La Fédération Royale Marocaine de Football n’a laissé aucune place au doute ou à l’interprétation en présentant un dossier juridique solide à la Confédération Africaine de Football (CAF), exigeant le retrait du titre de la Coupe d’Afrique 2025 au profit de l’équipe sénégalaise. Les autorités marocaines qualifient l’événement de « farce arbitrale et comportementale » ayant marqué la finale, en violation flagrante des règlements régissant la compétition.
Le Maroc n’a pas abordé ce conflit dans un esprit d’émotion ou de réaction impulsive, mais a plutôt armé son argumentaire légalement, s’appuyant sur des textes précis du cahier des charges de la CAF, en particulier l’article 35 concernant les abandons, qui ne laisse aucune marge d’interprétation lorsque l’intégrité des matchs est en jeu.
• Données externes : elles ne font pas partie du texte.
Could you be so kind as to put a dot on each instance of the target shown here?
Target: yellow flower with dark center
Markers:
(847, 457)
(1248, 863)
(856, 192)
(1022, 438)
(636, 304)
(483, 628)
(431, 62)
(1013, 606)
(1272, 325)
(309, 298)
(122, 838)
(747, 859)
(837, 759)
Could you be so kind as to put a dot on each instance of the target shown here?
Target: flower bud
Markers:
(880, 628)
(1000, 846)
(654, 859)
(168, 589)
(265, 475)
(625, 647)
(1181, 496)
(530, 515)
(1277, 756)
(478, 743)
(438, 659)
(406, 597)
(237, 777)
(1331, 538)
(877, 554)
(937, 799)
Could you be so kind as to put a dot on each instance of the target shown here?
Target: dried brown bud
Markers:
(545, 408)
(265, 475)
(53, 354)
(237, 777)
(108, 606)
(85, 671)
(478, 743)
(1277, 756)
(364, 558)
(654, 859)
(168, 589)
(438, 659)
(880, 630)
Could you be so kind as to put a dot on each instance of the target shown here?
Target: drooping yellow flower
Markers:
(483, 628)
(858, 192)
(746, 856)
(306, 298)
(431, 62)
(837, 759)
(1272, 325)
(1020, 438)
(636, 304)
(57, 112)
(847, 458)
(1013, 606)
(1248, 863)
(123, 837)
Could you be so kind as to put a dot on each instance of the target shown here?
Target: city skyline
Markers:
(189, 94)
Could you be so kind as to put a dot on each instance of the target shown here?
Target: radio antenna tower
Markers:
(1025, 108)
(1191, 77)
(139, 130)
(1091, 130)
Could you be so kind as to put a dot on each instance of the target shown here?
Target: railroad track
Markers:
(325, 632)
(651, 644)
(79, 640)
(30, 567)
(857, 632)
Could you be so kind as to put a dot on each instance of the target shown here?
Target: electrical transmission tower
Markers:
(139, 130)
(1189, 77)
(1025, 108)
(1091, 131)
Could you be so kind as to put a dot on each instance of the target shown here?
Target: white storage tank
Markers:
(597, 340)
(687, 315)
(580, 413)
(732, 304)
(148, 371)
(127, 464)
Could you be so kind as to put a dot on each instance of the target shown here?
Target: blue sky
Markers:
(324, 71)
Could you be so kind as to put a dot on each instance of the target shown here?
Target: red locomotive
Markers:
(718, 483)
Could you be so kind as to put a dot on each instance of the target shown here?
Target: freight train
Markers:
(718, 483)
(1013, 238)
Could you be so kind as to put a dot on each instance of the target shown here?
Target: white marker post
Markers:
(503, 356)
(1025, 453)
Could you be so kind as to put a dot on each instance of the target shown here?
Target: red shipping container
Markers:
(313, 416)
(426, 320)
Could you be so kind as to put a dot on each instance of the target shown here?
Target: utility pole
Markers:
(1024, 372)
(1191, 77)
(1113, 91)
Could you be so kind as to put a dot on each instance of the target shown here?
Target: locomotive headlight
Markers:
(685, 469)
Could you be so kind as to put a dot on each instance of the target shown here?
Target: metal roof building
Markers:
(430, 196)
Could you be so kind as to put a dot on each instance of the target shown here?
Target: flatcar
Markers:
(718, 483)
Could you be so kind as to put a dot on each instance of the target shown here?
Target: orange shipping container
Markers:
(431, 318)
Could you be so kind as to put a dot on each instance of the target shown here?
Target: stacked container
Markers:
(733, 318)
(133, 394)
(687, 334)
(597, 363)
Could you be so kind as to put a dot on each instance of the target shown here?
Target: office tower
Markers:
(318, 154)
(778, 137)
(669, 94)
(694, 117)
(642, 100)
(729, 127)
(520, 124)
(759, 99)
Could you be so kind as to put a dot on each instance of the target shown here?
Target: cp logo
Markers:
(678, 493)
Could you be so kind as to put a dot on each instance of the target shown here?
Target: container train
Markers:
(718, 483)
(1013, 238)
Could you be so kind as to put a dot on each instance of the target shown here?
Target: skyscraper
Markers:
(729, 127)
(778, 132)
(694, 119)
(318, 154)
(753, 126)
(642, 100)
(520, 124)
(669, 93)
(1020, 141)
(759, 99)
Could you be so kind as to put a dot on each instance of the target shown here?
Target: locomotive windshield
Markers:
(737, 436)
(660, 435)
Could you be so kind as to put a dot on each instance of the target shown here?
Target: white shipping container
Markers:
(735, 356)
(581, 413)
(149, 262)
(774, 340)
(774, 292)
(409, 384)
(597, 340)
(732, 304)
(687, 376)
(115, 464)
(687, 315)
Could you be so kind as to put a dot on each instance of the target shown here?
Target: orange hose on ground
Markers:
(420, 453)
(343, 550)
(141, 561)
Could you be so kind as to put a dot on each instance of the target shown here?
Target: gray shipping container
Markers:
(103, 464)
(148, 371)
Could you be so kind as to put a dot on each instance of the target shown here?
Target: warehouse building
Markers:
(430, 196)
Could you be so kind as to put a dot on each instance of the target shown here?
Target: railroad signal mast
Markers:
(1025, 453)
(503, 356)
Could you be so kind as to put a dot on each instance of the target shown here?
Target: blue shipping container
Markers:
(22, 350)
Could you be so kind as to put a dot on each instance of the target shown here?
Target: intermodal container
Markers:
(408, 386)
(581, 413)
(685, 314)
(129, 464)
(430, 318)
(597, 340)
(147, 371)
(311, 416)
L’article 82 stipule clairement que toute équipe se retirant, refusant de continuer à jouer ou quittant le terrain avant le terme du temps réglementaire sans l’autorisation de l’arbitre est considérée comme perdante et éliminée de la compétition. Cette situation, affirment des sources informées, s’applique parfaitement à ce qui s’est passé lors de la finale, où le déroulement normal du match a été perturbé à un moment décisif, en dehors de toute réglementation légale.
Plus inquiétant encore, l’article 84 va au-delà, prévoyant des sanctions automatiques pour toute équipe enfreignant les articles 82 et 83, incluant l’élimination définitive et une défaite par 3-0, tout en laissant la porte ouverte à la commission d’organisation pour prendre des mesures supplémentaires. Rabat considère cela comme une base légale solide qui ne se limite pas à annuler le résultat du match, mais qui vise également à retirer le titre à ceux qui l’ont obtenu en dehors de l’esprit de la loi.
Dans ce contexte, la Fédération Royale Marocaine insiste sur le fait que la question n’est pas un simple affrontement sportif avec une équipe en particulier, mais une lutte essentielle pour défendre l’intégrité des compétitions africaines et refuser de transformer les finales continentales en théâtres de désordre ou en décisions biaisées.
Rabat estime que la CAF est aujourd’hui face à un véritable test de crédibilité : soit elle applique les règles telles qu’elles sont écrites, sans favoritisme ni considérations politiques, soit elle établit un précédent dangereux qui compromettra ce qui reste de la confiance dans le football africain.
Des sources au sein de la fédération soulignent que le Maroc ne se contentera pas d’un « traitement rapide des dossiers », considérant que passer sous silence des violations de cette ampleur équivaut à légitimer le désordre et à ouvrir la porte à des scénarios similaires à l’avenir, au détriment des équipes qui respectent la loi et ses principes.